Drittligist SC Paderborn holt sich in Herzlake den Feinschliff für die Saison Zurück zu den Wurzeln

Paderborn (WB). Das Romantikhotel Aselager Mühle in Herzlake war einst das Stammquartier des SC Paderborn . Trainingslager in der Sommervorbereitung dort zählten zum Standard, ob unter Günther Rybarczyk, Uwe Erkenbrecher, Jos Luhukay, Roger oder Stephan Schmidt.

Von Peter Klute
2012 war der SC Paderborn zuletzt in Herzlake. Damals spielte Koen­ van der Biezen (3. von links) vor, wurde aber nicht verpflichtet. Jetzt kam der Stürmer aus Bielefeld zum SCP.
2012 war der SC Paderborn zuletzt in Herzlake. Damals spielte Koen­ van der Biezen (3. von links) vor, wurde aber nicht verpflichtet. Jetzt kam der Stürmer aus Bielefeld zum SCP. Foto: Stefan Hörttrich

Auch dem aktuellen Trainer René Müller ist das Quartier im Emsland, von Montag, 4. Juli, bis Sonntag Heimat des Drittligisten, nicht neu. »Ich kenne die Bedingungen und habe dort als Spieler gute Erfahrungen gemacht. Das wird eine umfassende Woche, in der die Basis dafür gelegt wird, wie wir Fußball spielen möchten. Ich mag Österreich, das ist ein tolles Land. Aber der gesamte Aufwand für einen Aufenthalt dort wäre mir einfach zu groß gewesen«, begründet Müller seine Entscheidung. So heißt das Ziel in diesem Jahr nicht Saalfelden, Achenkirch oder Aigen im Ennstal, sondern Herzlake. Eine 4000-Seelen-Gemeinde. 2012 gastierten die Ostwestfalen zum letzten Mal in der Vier-Sterne-Herberge im Emsland, danach waren sie dreimal in Folge in Österreich.

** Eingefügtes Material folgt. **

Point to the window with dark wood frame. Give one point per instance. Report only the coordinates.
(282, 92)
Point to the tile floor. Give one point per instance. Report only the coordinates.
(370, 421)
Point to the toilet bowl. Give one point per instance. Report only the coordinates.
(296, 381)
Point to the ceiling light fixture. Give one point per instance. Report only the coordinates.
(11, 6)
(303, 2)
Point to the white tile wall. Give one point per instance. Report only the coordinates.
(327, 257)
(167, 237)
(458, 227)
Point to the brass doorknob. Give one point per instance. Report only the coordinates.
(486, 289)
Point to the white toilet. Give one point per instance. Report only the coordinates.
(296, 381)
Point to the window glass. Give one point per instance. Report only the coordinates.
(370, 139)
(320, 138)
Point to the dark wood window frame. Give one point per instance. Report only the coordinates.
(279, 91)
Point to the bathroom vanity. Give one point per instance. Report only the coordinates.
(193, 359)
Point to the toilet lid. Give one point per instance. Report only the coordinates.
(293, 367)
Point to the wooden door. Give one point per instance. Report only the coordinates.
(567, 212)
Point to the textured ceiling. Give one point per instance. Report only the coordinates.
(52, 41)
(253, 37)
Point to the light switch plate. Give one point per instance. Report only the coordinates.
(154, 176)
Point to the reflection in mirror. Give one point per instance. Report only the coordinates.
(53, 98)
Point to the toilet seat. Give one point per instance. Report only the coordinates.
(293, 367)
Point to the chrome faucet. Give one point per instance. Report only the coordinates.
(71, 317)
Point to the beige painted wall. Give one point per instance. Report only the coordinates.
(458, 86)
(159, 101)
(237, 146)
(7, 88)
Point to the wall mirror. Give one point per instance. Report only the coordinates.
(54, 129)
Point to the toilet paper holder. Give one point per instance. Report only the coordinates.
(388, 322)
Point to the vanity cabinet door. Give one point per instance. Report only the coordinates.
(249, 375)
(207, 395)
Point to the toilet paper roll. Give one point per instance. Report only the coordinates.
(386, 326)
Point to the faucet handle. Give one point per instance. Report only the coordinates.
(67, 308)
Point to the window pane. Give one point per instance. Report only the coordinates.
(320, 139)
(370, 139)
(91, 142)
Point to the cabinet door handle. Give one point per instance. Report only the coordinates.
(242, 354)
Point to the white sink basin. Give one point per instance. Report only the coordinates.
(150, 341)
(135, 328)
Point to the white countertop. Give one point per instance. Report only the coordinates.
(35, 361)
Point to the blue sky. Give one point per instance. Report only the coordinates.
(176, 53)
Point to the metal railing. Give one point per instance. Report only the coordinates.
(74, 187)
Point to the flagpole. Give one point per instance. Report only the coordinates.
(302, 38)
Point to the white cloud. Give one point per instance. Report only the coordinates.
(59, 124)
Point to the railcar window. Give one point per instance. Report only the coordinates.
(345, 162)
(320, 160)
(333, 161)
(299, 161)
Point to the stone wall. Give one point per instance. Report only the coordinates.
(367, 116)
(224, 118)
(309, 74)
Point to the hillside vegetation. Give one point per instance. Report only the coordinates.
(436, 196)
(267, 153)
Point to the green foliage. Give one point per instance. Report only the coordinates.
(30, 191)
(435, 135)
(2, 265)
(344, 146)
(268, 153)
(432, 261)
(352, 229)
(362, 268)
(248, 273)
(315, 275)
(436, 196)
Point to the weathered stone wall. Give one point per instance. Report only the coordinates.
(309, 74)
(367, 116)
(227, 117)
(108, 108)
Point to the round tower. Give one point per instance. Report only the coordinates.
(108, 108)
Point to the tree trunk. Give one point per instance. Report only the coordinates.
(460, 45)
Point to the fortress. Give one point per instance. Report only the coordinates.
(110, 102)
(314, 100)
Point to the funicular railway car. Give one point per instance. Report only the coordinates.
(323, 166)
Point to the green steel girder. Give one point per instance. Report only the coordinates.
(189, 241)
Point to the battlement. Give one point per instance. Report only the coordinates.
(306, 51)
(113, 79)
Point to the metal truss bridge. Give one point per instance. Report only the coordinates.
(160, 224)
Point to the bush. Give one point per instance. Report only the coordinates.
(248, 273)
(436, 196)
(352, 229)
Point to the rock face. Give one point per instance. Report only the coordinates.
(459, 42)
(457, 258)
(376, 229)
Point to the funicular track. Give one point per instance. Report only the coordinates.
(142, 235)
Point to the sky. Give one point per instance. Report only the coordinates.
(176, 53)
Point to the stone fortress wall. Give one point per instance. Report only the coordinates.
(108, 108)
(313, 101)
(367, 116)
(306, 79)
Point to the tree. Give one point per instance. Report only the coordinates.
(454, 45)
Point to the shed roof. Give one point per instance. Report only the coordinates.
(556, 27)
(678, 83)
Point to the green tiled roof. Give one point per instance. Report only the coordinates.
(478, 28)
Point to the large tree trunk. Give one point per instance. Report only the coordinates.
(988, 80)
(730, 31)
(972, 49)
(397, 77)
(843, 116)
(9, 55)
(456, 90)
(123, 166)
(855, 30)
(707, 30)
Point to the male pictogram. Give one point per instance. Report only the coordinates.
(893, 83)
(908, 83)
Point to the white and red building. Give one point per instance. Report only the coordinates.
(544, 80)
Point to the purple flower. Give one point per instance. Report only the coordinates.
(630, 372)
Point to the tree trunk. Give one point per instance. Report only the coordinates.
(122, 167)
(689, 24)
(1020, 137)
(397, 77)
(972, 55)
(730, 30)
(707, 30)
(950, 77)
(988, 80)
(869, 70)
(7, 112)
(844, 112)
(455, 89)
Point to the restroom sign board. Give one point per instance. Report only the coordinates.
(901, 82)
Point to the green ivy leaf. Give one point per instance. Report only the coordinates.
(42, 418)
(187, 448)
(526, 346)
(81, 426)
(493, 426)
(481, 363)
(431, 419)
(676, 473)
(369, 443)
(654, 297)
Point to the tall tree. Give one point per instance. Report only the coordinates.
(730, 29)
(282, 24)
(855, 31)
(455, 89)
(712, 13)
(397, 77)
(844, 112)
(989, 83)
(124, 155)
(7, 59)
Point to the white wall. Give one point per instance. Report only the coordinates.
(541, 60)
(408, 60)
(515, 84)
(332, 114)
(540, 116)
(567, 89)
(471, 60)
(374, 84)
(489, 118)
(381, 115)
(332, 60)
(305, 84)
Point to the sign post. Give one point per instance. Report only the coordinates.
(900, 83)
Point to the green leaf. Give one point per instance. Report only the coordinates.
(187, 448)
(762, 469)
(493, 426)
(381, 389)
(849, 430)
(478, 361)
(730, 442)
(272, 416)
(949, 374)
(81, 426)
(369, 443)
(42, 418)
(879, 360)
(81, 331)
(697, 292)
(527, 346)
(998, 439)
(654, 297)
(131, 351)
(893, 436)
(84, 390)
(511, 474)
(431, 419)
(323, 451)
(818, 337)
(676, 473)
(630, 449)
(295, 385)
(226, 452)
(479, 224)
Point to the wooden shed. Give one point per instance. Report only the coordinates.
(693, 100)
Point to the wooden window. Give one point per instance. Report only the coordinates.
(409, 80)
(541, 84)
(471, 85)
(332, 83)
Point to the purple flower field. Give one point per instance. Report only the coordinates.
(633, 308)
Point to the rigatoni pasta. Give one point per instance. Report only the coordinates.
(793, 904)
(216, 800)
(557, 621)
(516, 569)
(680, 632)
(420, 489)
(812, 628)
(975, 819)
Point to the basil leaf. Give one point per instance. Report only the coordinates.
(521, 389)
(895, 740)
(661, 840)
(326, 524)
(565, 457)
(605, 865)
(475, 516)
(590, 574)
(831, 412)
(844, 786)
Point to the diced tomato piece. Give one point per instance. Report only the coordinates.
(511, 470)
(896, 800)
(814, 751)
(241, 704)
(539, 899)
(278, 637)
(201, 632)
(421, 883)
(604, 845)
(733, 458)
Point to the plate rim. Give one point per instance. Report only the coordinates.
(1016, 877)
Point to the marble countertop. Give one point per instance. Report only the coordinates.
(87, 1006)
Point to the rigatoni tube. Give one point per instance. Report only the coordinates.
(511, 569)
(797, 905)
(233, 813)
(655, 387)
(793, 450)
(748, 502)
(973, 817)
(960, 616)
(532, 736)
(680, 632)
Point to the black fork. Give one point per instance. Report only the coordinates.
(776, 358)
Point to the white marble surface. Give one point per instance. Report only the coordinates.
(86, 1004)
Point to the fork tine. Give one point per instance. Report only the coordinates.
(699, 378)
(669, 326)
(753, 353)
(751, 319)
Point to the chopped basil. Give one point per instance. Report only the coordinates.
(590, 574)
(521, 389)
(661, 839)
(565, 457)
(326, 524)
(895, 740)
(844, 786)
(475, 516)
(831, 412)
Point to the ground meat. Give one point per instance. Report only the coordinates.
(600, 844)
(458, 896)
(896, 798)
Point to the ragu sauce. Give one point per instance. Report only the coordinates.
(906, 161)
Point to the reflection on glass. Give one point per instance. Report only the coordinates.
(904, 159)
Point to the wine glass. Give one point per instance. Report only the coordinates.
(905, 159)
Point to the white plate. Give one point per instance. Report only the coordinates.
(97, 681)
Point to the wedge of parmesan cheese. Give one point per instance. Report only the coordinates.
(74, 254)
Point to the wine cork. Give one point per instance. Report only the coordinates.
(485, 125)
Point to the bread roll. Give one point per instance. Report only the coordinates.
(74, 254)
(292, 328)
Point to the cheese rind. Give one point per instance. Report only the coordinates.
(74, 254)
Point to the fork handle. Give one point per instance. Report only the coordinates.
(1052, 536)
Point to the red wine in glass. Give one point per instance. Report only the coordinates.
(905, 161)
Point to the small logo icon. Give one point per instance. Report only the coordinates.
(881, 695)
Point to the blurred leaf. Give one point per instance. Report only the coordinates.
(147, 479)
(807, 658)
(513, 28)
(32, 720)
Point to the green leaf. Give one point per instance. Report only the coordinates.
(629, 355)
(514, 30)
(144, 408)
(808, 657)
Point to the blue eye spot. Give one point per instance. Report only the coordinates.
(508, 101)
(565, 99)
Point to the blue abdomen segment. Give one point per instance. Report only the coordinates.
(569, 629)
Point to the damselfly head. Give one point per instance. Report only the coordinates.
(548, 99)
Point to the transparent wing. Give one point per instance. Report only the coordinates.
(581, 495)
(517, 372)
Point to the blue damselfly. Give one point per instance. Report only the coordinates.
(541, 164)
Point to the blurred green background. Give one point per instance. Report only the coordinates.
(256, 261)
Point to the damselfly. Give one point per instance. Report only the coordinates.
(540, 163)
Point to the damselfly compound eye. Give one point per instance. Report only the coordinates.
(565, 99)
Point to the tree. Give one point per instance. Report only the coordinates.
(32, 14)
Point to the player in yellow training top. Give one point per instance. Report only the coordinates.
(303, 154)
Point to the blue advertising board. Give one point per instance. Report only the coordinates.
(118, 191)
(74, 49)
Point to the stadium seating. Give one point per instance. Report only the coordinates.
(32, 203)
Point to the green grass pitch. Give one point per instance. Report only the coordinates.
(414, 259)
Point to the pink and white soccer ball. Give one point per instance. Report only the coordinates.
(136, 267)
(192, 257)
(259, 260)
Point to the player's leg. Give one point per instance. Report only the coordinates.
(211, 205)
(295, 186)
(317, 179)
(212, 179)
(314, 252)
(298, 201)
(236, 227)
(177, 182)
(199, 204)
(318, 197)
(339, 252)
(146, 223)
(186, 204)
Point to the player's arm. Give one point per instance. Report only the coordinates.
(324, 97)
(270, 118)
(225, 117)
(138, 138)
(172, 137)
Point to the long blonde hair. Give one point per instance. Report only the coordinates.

Jetzt also geht es zurück zu den Wurzeln. Am Montag um 8.30 Uhr setzt sich der 34 Personen starke Paderborn-Tross in Bewegung, nach dem Mittagessen (12.30 Uhr) bittet Müller um 15.30 Uhr zum ersten Training vor Ort. Kurze Anfahrt, nur sieben statt neun Tage und nur einen Test zum Abschluss. Am Sonntag auf der Rückreise gastiert der Drittligist beim Regionalligisten SV Meppen. Anstoß ist um 14.30 Uhr. Es ist das zweite von fünf Vorbereitungsspielen. Der Beginn der neuen Serie (der Spielplan erscheint in den nächsten Tagen) hat es übrigens in sich: Der 2., 3. und 4. Spieltag bilden gleich eine Englische Woche.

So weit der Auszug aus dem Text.